10 tips on not getting screwed by a client (from a developer) - richardsondx
https://medium.com/how-i-learned-ruby-rails/how-not-to-get-screwed-by-your-client-when-youre-contracting-21c95eef0c4a
======
new_hackers
some sour grapes here.

I realize you feel jaded, but airing your business openly does not endear you
to future clients.

Overall your tips are good.

About your estimates: ALWAYS estimate the time to deliver. As humans we tend
to underestimate because in our heads we (generally) want to please people. So
we give an underestimate, or a partial estimate.

I recommend this:

    
    
        * break the project down into logical phases
        * estimate the minimum time it would take if everything goes well
        * estimate the maximum time it would take if things go badly
        * add up the mins and the maxes
        * add a pad 
        (what if I get sick for a couple of days, 
        what if the customer isn't able to be contacted,
        etc)
    

Give the min and max estimate to the customer. They may end up going with
someone else. But you don't get stuck with an impossible task either.

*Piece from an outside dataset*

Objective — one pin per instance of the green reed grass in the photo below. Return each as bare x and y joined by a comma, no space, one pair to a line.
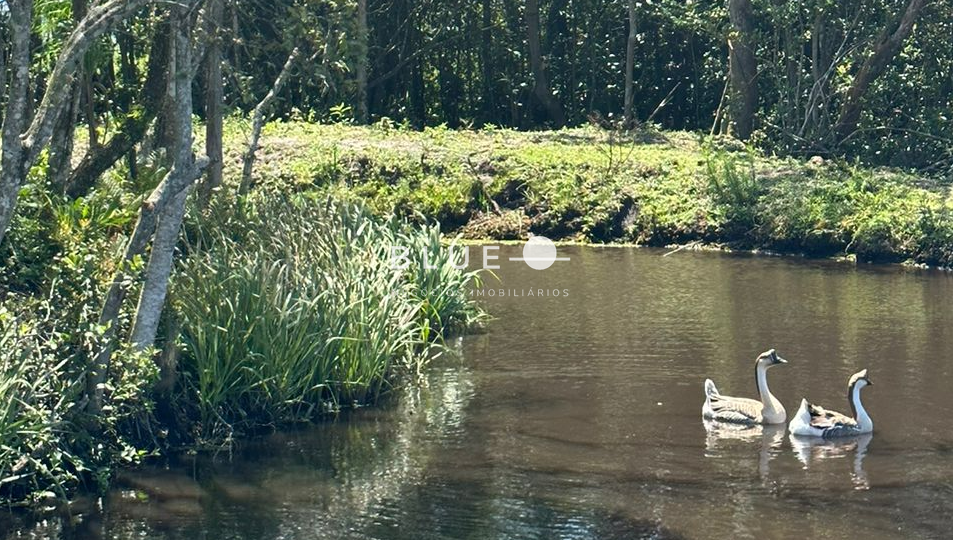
294,307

It also helps quantify the unknowns. When the customer looks at it and says
"it may take between 1 hour and 2 weeks????" That is when you state that there
are too many unknowns to give a more accurate estimate. Then guide them
towards a path of more concrete understanding and tighter estimates.

Also, deliver in and bill in phases. Let your customer know they are able to
walk away at any phase, but they will owe for each phase that will be
accomplished.

Thus, the "scoping deliverables" phase may take 1-4 hours of BILLABLE work.
But if they don't like what they see then they can walk away.